Research team models moving ‘washers’ that help DNA replication

Knowing the structure of a complex biological system is far from enough to understand how it works. It helps to know how the system is moving.

With this in mind, researchers at Rice University have modeled a key mechanism by which DNA replicates.

By combining structural experiments and computer simulations, bioscientist Yang Gao, theoretical physicist Peter Wolynes, graduate student Shikai Jin and their colleagues have uncovered details of how helicases, a family of ring-shaped motor proteins, bring DNA into conflict during replication. Their work could reveal new targets for disease-fighting drugs.

The synergy between the experiments and large-scale simulations they describe in the Proceedings of the National Academy of Sciences could become a paradigm for modeling the mechanisms of many complex biological systems.

“These are dynamic processes that cannot be well captured by experimental methods alone,” said Gao, assistant professor of life sciences and CPRIT fellow in cancer research. “But it is important to show the mechanisms of these helicases because they are essential for DNA replication and also potential drug targets.”

Hexameric helicases have six faces that self-assemble from peptides into a disc-like ring that separates parental DNA double strands into daughter single strands. So far, the researchers have not been able to determine exactly how the helicase proceeds when unpacking the double strand.

The Rice simulations support the idea that DNA-binding loops within the six subunits of the helicase form a type of staircase that moves down the DNA backbone, powered by ATP hydrolysis, the process by which stored chemical energy in ATP molecules is released becomes.

It was known that ATP is attracted to NTPase proteins in each subunit to drive stepping motion. But researchers didn’t fully understand that ATP hydrolysis is key. The Rice team found that ATP tightly binds the helicase subunits, but that hydrolysis significantly lowers the energy barrier for subunit dissociation, allowing the protein to take a step forward.

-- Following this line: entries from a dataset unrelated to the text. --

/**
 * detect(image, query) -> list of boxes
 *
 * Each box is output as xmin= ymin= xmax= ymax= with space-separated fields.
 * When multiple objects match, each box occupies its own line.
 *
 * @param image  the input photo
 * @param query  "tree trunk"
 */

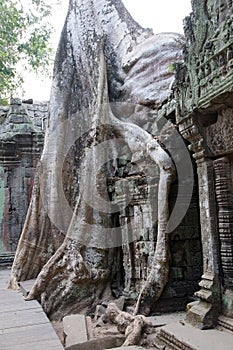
xmin=9 ymin=0 xmax=183 ymax=320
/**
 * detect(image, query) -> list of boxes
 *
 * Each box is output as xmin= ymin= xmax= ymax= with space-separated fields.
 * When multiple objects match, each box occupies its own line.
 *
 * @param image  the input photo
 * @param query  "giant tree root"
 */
xmin=24 ymin=237 xmax=111 ymax=319
xmin=9 ymin=0 xmax=179 ymax=319
xmin=105 ymin=303 xmax=156 ymax=346
xmin=133 ymin=170 xmax=173 ymax=316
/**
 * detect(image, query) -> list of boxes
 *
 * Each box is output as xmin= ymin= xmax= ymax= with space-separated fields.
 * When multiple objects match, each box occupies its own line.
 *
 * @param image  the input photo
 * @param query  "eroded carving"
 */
xmin=214 ymin=156 xmax=233 ymax=289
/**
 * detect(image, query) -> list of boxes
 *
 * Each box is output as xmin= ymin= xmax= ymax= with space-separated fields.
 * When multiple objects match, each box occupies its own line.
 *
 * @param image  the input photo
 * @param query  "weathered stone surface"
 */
xmin=214 ymin=157 xmax=233 ymax=291
xmin=176 ymin=0 xmax=233 ymax=330
xmin=175 ymin=0 xmax=233 ymax=115
xmin=106 ymin=347 xmax=144 ymax=350
xmin=222 ymin=290 xmax=233 ymax=318
xmin=218 ymin=314 xmax=233 ymax=333
xmin=206 ymin=109 xmax=233 ymax=155
xmin=0 ymin=100 xmax=48 ymax=129
xmin=157 ymin=321 xmax=233 ymax=350
xmin=63 ymin=314 xmax=88 ymax=347
xmin=65 ymin=335 xmax=125 ymax=350
xmin=0 ymin=100 xmax=47 ymax=253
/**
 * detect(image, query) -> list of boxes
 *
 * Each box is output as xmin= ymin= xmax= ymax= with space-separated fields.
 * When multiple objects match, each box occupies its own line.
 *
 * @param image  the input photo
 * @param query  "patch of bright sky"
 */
xmin=22 ymin=0 xmax=192 ymax=101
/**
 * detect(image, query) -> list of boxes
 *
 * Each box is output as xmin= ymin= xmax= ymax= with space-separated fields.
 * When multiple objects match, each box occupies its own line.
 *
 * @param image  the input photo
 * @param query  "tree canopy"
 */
xmin=0 ymin=0 xmax=55 ymax=101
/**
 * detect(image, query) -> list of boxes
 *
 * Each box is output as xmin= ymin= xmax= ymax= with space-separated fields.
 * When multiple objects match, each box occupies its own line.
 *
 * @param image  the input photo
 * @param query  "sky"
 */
xmin=22 ymin=0 xmax=192 ymax=101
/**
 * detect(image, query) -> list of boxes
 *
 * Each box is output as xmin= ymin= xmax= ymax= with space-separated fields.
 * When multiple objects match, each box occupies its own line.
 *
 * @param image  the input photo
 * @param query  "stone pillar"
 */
xmin=180 ymin=120 xmax=222 ymax=329
xmin=113 ymin=173 xmax=156 ymax=301
xmin=214 ymin=156 xmax=233 ymax=317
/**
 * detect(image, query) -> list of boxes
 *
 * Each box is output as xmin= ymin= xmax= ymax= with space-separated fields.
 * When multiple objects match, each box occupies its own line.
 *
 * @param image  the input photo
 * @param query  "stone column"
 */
xmin=180 ymin=120 xmax=222 ymax=329
xmin=214 ymin=156 xmax=233 ymax=317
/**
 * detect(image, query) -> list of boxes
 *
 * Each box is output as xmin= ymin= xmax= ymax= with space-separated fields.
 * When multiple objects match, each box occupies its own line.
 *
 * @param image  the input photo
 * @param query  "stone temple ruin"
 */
xmin=175 ymin=0 xmax=233 ymax=330
xmin=1 ymin=0 xmax=233 ymax=348
xmin=0 ymin=99 xmax=47 ymax=258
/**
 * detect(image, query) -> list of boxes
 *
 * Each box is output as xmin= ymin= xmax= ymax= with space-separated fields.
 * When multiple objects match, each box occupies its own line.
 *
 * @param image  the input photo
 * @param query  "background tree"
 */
xmin=0 ymin=0 xmax=55 ymax=101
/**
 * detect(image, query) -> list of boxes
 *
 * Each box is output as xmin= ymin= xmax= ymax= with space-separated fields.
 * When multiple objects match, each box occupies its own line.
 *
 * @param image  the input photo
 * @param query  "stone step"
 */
xmin=0 ymin=268 xmax=11 ymax=290
xmin=218 ymin=315 xmax=233 ymax=334
xmin=0 ymin=269 xmax=64 ymax=350
xmin=156 ymin=322 xmax=233 ymax=350
xmin=0 ymin=253 xmax=14 ymax=266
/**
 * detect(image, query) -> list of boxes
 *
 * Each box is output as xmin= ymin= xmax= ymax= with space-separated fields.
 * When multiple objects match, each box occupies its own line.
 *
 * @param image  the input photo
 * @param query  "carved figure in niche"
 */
xmin=227 ymin=45 xmax=233 ymax=68
xmin=207 ymin=0 xmax=218 ymax=31
xmin=227 ymin=0 xmax=233 ymax=7
xmin=197 ymin=65 xmax=204 ymax=81
xmin=219 ymin=53 xmax=228 ymax=74
xmin=205 ymin=62 xmax=212 ymax=77
xmin=183 ymin=15 xmax=195 ymax=45
xmin=215 ymin=0 xmax=227 ymax=23
xmin=9 ymin=0 xmax=184 ymax=319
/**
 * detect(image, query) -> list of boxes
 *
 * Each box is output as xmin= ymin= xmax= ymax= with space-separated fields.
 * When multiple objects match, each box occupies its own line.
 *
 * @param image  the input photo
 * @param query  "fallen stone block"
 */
xmin=65 ymin=334 xmax=125 ymax=350
xmin=106 ymin=347 xmax=145 ymax=350
xmin=85 ymin=315 xmax=94 ymax=339
xmin=63 ymin=314 xmax=88 ymax=348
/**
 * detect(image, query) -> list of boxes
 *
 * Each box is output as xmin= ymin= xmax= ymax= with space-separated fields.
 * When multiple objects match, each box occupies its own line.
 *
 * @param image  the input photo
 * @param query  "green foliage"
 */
xmin=168 ymin=63 xmax=174 ymax=72
xmin=0 ymin=0 xmax=55 ymax=99
xmin=0 ymin=98 xmax=8 ymax=106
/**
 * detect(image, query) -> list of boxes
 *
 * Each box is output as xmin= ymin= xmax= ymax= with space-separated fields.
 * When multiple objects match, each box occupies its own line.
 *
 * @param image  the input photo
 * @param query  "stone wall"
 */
xmin=108 ymin=164 xmax=201 ymax=313
xmin=106 ymin=98 xmax=202 ymax=313
xmin=0 ymin=99 xmax=48 ymax=130
xmin=175 ymin=0 xmax=233 ymax=327
xmin=0 ymin=98 xmax=48 ymax=253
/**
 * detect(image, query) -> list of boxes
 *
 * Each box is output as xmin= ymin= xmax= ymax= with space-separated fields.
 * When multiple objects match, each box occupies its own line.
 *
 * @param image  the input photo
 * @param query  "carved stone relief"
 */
xmin=206 ymin=109 xmax=233 ymax=155
xmin=214 ymin=156 xmax=233 ymax=291
xmin=109 ymin=161 xmax=201 ymax=313
xmin=175 ymin=0 xmax=233 ymax=115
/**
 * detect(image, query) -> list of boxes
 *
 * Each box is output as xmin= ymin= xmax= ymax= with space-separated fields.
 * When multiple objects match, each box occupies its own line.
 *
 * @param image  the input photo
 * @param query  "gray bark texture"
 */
xmin=9 ymin=0 xmax=184 ymax=319
xmin=105 ymin=303 xmax=155 ymax=346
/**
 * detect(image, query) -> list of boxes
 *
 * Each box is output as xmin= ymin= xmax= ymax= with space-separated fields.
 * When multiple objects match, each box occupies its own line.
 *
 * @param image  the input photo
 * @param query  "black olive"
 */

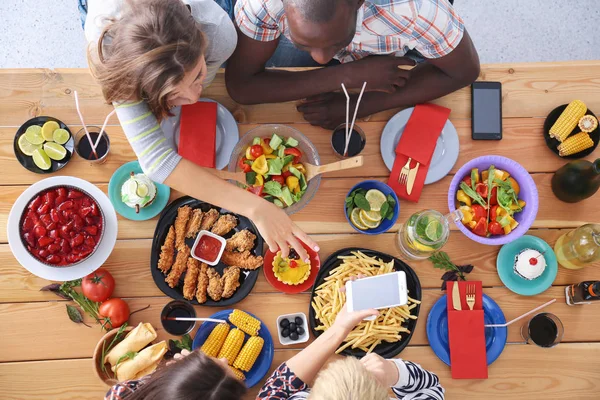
xmin=290 ymin=332 xmax=299 ymax=341
xmin=297 ymin=326 xmax=305 ymax=336
xmin=289 ymin=322 xmax=297 ymax=331
xmin=280 ymin=319 xmax=290 ymax=328
xmin=282 ymin=328 xmax=290 ymax=338
xmin=295 ymin=317 xmax=303 ymax=326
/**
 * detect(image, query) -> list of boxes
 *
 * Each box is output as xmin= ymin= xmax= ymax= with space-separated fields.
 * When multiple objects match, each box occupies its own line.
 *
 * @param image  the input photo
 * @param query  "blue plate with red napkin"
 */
xmin=426 ymin=282 xmax=507 ymax=374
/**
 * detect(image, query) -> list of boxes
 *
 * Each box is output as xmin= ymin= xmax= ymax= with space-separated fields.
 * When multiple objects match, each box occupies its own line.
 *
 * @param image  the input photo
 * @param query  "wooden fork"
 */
xmin=466 ymin=283 xmax=476 ymax=311
xmin=398 ymin=158 xmax=412 ymax=185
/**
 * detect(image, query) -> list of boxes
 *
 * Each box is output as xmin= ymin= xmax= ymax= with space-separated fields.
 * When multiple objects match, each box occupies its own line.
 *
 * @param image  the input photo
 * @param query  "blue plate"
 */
xmin=108 ymin=161 xmax=170 ymax=221
xmin=344 ymin=180 xmax=400 ymax=235
xmin=496 ymin=235 xmax=558 ymax=296
xmin=426 ymin=294 xmax=507 ymax=366
xmin=192 ymin=309 xmax=274 ymax=388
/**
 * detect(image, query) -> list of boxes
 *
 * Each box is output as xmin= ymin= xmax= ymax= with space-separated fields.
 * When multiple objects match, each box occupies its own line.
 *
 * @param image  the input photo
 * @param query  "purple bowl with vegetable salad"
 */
xmin=448 ymin=155 xmax=539 ymax=245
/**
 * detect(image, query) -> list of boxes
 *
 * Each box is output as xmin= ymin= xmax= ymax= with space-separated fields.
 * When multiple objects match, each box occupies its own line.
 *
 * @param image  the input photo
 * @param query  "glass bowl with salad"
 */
xmin=228 ymin=124 xmax=321 ymax=215
xmin=447 ymin=155 xmax=539 ymax=245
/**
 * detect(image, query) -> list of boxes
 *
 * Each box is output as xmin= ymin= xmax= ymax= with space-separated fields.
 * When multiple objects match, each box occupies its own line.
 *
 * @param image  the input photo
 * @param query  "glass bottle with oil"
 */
xmin=554 ymin=224 xmax=600 ymax=269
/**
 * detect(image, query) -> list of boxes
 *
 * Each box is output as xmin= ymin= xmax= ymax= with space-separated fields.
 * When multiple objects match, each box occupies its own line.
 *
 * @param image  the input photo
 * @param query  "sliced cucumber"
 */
xmin=277 ymin=145 xmax=286 ymax=158
xmin=281 ymin=186 xmax=294 ymax=206
xmin=285 ymin=137 xmax=299 ymax=147
xmin=269 ymin=133 xmax=283 ymax=150
xmin=299 ymin=173 xmax=308 ymax=191
xmin=288 ymin=166 xmax=302 ymax=180
xmin=273 ymin=198 xmax=285 ymax=208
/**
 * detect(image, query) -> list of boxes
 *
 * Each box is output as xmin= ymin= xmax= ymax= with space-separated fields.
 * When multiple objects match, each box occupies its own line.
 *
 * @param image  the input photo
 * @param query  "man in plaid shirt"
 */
xmin=225 ymin=0 xmax=479 ymax=128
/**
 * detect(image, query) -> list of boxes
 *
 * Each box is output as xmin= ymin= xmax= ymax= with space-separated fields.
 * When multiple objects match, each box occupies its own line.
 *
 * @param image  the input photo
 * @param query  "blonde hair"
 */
xmin=309 ymin=357 xmax=389 ymax=400
xmin=88 ymin=0 xmax=206 ymax=121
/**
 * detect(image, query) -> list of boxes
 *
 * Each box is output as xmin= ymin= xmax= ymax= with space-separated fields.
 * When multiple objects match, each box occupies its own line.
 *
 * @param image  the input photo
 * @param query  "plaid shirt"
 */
xmin=235 ymin=0 xmax=464 ymax=63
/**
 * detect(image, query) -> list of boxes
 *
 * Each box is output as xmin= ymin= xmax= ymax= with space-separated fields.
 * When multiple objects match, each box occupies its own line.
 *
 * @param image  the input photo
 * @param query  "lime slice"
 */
xmin=365 ymin=189 xmax=387 ymax=212
xmin=410 ymin=239 xmax=435 ymax=253
xmin=360 ymin=209 xmax=382 ymax=223
xmin=350 ymin=208 xmax=369 ymax=230
xmin=52 ymin=128 xmax=70 ymax=145
xmin=43 ymin=142 xmax=67 ymax=161
xmin=136 ymin=183 xmax=149 ymax=197
xmin=359 ymin=210 xmax=381 ymax=229
xmin=425 ymin=220 xmax=443 ymax=242
xmin=18 ymin=134 xmax=42 ymax=156
xmin=24 ymin=125 xmax=44 ymax=145
xmin=32 ymin=149 xmax=51 ymax=170
xmin=42 ymin=121 xmax=60 ymax=141
xmin=126 ymin=180 xmax=138 ymax=195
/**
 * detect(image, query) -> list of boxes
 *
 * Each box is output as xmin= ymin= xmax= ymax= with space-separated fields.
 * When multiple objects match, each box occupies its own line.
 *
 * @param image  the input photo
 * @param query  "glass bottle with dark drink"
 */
xmin=551 ymin=159 xmax=600 ymax=203
xmin=566 ymin=281 xmax=600 ymax=305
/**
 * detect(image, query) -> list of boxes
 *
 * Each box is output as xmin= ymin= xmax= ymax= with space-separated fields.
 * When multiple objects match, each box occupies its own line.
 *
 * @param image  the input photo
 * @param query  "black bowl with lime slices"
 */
xmin=14 ymin=117 xmax=74 ymax=174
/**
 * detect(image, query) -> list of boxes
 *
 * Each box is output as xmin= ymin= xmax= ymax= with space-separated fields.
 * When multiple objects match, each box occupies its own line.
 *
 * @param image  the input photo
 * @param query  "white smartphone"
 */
xmin=345 ymin=271 xmax=408 ymax=321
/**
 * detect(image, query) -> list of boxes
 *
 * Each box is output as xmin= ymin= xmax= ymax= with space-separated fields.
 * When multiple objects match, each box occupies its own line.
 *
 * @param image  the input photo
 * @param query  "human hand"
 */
xmin=166 ymin=349 xmax=191 ymax=366
xmin=297 ymin=92 xmax=356 ymax=129
xmin=345 ymin=56 xmax=416 ymax=93
xmin=250 ymin=200 xmax=319 ymax=262
xmin=360 ymin=353 xmax=399 ymax=387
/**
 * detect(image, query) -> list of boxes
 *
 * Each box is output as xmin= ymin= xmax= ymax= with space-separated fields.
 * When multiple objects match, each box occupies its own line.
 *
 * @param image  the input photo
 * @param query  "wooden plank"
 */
xmin=1 ymin=62 xmax=599 ymax=127
xmin=3 ymin=229 xmax=600 ymax=303
xmin=2 ymin=343 xmax=599 ymax=400
xmin=0 ymin=286 xmax=595 ymax=362
xmin=2 ymin=173 xmax=598 ymax=243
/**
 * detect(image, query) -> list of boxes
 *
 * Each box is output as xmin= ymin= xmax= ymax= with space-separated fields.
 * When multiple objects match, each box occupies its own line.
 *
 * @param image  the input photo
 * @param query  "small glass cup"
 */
xmin=331 ymin=123 xmax=366 ymax=159
xmin=521 ymin=312 xmax=564 ymax=348
xmin=75 ymin=126 xmax=110 ymax=164
xmin=161 ymin=300 xmax=196 ymax=336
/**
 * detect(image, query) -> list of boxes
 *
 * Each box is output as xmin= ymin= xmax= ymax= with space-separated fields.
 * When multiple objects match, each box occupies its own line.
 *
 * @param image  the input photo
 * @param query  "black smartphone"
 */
xmin=471 ymin=81 xmax=502 ymax=140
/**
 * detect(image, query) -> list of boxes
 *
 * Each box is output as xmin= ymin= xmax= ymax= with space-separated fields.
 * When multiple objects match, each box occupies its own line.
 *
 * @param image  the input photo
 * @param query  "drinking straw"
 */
xmin=484 ymin=298 xmax=556 ymax=328
xmin=162 ymin=317 xmax=226 ymax=323
xmin=344 ymin=82 xmax=367 ymax=156
xmin=341 ymin=83 xmax=350 ymax=155
xmin=94 ymin=109 xmax=117 ymax=150
xmin=73 ymin=90 xmax=99 ymax=159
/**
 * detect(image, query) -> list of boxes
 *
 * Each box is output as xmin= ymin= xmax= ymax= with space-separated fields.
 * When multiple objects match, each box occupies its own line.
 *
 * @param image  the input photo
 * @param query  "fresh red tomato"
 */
xmin=471 ymin=204 xmax=486 ymax=220
xmin=475 ymin=182 xmax=488 ymax=199
xmin=284 ymin=148 xmax=302 ymax=164
xmin=99 ymin=298 xmax=130 ymax=329
xmin=462 ymin=176 xmax=472 ymax=187
xmin=489 ymin=221 xmax=503 ymax=235
xmin=282 ymin=171 xmax=293 ymax=179
xmin=264 ymin=138 xmax=271 ymax=148
xmin=238 ymin=157 xmax=252 ymax=173
xmin=271 ymin=175 xmax=285 ymax=185
xmin=247 ymin=186 xmax=263 ymax=196
xmin=490 ymin=205 xmax=499 ymax=221
xmin=250 ymin=144 xmax=264 ymax=159
xmin=472 ymin=217 xmax=488 ymax=237
xmin=490 ymin=186 xmax=498 ymax=205
xmin=81 ymin=268 xmax=115 ymax=302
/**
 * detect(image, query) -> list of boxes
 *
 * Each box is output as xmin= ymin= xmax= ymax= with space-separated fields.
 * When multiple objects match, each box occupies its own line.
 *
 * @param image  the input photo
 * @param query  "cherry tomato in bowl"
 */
xmin=99 ymin=298 xmax=130 ymax=329
xmin=81 ymin=268 xmax=115 ymax=302
xmin=250 ymin=145 xmax=264 ymax=159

The researchers noted that because the helicase-DNA complex is so large, there have been few attempts to simulate the translocation of the helicase from one end of the strand to the other. Rice’s hybrid of two coarse-grained simulation techniques provided an opportunity to study the process from start to finish.

The simulations uncovered several previously unknown intermediate states and revealed the interactions involved in the long-distance motion of the helicase. They showed that each translocation step can travel more than 12 nucleotides along the backbone.

To look for the mechanism, the team focused on the T7 bacteriophage, a virus that infects bacteria that are often used as a model system. To simulate its helicase, known as gp4, the researchers combined two force fields: AWSEM, originally developed by Wolynes and his colleagues to predict how proteins ​​fold, and open3SPN2, a DNA simulator developed by the molecular engineer Juan de Pablo at the University of Chicago. Force fields describe the forces that determine how atoms and molecules move when in contact. (The novel combination of force fields was the subject of a 2021 paper led by Rice in PLOS Computational Biology.)

Both force fields are coarse-grained molecular models based on machine learning that use only a subset of the atoms in a system, but still provide accurate results while significantly reducing computation time.

“The combination of the models enabled GPU acceleration, allowing us to run our molecular dynamics simulations very quickly,” Jin said. “The combined software is now 30 times faster than versions we used for other studies.”

It helps that T7 is half the size of helicases in human cells. “In human systems there are six different polypeptide chains in the helicase, but in T7 it’s the same one that makes six copies,” he said.

“Because our new form of open3SPN2 deals with a single strand of DNA, we can analyze processes in which the normally double-stranded DNA opens, as occurs in the presence of the helicase,” said Wolynes, co-director of the Rice’s center for Theoretical Biological Physics. “The single-stranded DNA force field itself is novel, but this was just background in this project, allowing us to look at the process in detail.”

“The cryo-EM structures that we have for these essential complexes are physiologically precise, but these systems are dynamic,” Gao said. “They have to move to do their job and we still want to know a lot about how they do that.

‘This is where these computational models can go a long way, and they will certainly be adapted to other large systems to study fairly important questions,’ he said.